The instruction in this department is given by means of lectures and recitations. No text-books are prescribed, but books of reference are recommended. Oral and written exercises are regularly required in the class

room.

Each year a course of lectures is given to the several classes in the seminary. In these courses the ground of Christian apologetics is covered in a general way. In all the courses attention is directed to the scientific aspects of the various topics under discussion; and during the senior year special attention is given to the relations of natural science and revelation.

1. Junior year. The nature, scope, spirit, and aim of apologetics; the theory of knowledge, and the relations of knowledge and belief: the nature of the religious consciousness and theistic belief; the various theories to explain the origin of religion; theistic arguments in detail, and their precise import; antitheistic theories: Atheism, agnosticism, positivism, materialism, and materialistic evolution, pantheism and idealistic evolution, deism, socialism, secularism. Other topics required from time to time in defense of Christianity will be taken up.

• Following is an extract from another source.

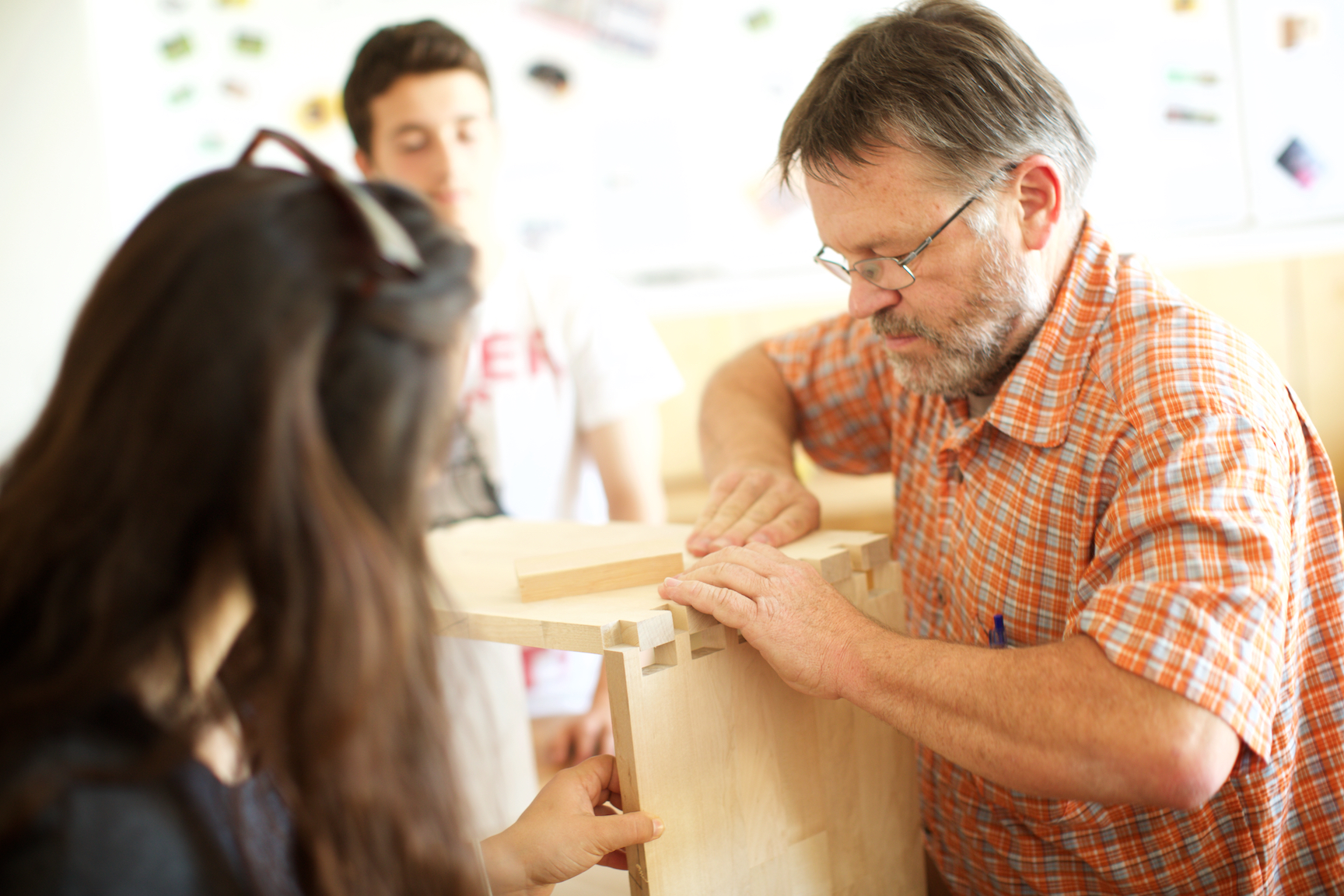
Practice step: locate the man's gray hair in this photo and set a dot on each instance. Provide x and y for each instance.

2. Middle year.-Comparative religion: Islam, religions of Egypt, Canaan, Phoenicia, Assyria, Babylon, Greece, Rome, Persia, India, China, Japan, Western Europe, and savage tribes. The supernatural in its historical manifestation. Revelation as historical: Higher criticism and false historical theories of the Scriptures. The Miracle: Its historical evidence and import. The Christ of history: Discussion of false historical views of Christ and the Gospel narratives. The supernatural in a kingdom: The church historically considered. The evidences in general, external, internal, and experimental.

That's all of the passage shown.